Get the Recipe
At the onset of the holidays, I whipped up a double recipe of Kenji's chile verde. It was one of the best holiday dishes I've ever made, though it also took five hours and set off the smoke alarm as I roasted chilies early in the morning. The pot lasted two potluck parties and multiple meals afterwards, and when it came time to scrape out the final leftovers, we couldn't help but be sad that the party was over.
Since then I've been craving more chile, but a less labor-intensive version. So I've whipped up a few batches of quick-cooking chicken chile verde...and turned them into the best nachos I've ever had.
The Chile Verde
There's no need to mess with the basic green chile formula: Roast chilies and tomatillos, then stew them with aromatics and spices. Though for this recipe I do throw some cubanelle peppers into the mix with poblanos for extra brightness.

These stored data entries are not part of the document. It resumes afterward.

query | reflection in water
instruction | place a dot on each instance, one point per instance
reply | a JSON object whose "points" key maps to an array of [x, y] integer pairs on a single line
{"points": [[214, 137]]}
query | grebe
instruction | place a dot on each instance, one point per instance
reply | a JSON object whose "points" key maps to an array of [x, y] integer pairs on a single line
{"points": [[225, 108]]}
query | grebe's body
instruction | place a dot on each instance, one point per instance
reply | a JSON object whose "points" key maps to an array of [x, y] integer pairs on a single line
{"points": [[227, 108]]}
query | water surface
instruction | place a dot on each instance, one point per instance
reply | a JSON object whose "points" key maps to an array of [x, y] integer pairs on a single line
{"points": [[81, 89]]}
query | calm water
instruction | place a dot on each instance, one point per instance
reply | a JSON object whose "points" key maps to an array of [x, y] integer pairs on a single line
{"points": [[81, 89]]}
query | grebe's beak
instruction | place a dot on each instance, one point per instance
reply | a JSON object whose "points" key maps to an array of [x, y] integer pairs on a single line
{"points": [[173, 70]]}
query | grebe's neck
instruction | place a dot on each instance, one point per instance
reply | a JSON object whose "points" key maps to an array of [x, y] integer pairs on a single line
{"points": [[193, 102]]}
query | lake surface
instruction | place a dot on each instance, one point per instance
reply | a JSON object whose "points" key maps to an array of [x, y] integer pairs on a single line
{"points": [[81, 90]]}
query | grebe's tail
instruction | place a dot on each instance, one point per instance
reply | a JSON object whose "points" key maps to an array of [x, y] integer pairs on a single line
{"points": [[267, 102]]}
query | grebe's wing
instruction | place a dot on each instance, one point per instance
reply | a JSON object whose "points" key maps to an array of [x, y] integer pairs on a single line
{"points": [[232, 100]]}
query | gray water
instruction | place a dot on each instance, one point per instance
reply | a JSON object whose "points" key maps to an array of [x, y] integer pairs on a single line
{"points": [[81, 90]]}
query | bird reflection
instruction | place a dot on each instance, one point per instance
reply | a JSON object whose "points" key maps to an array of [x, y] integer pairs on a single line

The greater question is how to get lowly chicken chile to taste as deeply flavored as fatty pork shoulder. The answer is to stick with chicken thighs, the most flavorful, juicy, and fatty pieces on the bird.
I also take time to brown the chicken in oil. First they go skin-side-down until the skin turns golden, then I briefly brown the other side.
Doing so leaves you with a pot of rendered chicken fat and a beautiful crusty brown coating clinging to the bottom. Sauté onions and garlic in the fat, then purée them with the roasted peppers and tomatillos to form your stewing base.
Once I remove the onions and garlic for puréeing, I deglaze the pot with chicken stock, which will quickly turn dark brown from all the fond that gets scraped up. Once the pot is deglazed, pour in the chili base, then nestle the thighs in and keep them submerged until they hit at least 175°F on an instant-read thermometer.
You'll end up with an intensely flavored chile only a fraction less rich than the pork version. Remove the thighs so they can cool down, and while you wait, boil down the chile until it thickens slightly—it should be thick so it doesn't soften the tortilla chips too much.
Once the chicken cools down enough to touch, pull it into shreds and add it to the chile along with fresh cilantro and some salt and pepper.
Now it's nacho time.
The Cheese Sauce
Nachos are only as good as their cheese, and these nachos needed a cheese that could stand up to the chile base. You could just melt on Monterey or pepper Jack, but these nachos need something more creamy than stringy, which means they need cheese sauce.
Using this tried and true method, I whisk together half a pound of grated pepper Jack coated with cornstarch along with a cup of evaporated milk over low heat. Slowly but surely it'll come together into a silky smooth cheese sauce, to which I add some finely chopped pickled jalapeños for extra heat along with a slight tang.
The Avocado Salsa
With a fairly spicy chile and cheese sauce, these nachos need something to temper the heat. Enter a creamy avocado salsa.
For this salsa, I took inspiration from the guasacaca—a Venezuelan avocado sauce—I made a few year back. I start with the flesh of a couple very ripe avocados and process them into a smooth paste along with Mexican crema (which is a lot like crème fraîche), cilantro, garlic, lime juice, and salt. The end result is a cool and creamy sauce that lends a bright citrus note to the nachos.
We're in the home stretch now, but the nachos still need some final details. A few toppings will add a final freshness to the dish. I go with diced onion, roughly chopped cilantro, fresh jalapeño, paper thin slices of radish, and crumbly cotija cheese.
To build your nachos, start with a single layer of chips (fried at home, of course), then a spoonful of cheese sauce and a ladleful of green chile. I drizzle on a layer of avocado salsa as well before adding more chips. Repeat as many times as you like, then finish with the fresh toppings.
Yes, these nachos taste as awesome as they look. There's depth in every bite of chile, with earthy, fruity, and tart flavors too. The cheese sauce adds creaminess while the avocados tame the heat, and the final fixin's add the perfect contrasting fresh crunch.
Okay, but is all this work with it for a plate of nachos? I found myself asking that midway through putting them together, which took two weeknights of work. But I was hooked after one bite, and they're bound to impress a crowd, so if you're looking for an alternative to your standard loaded nachos, these are tough to beat.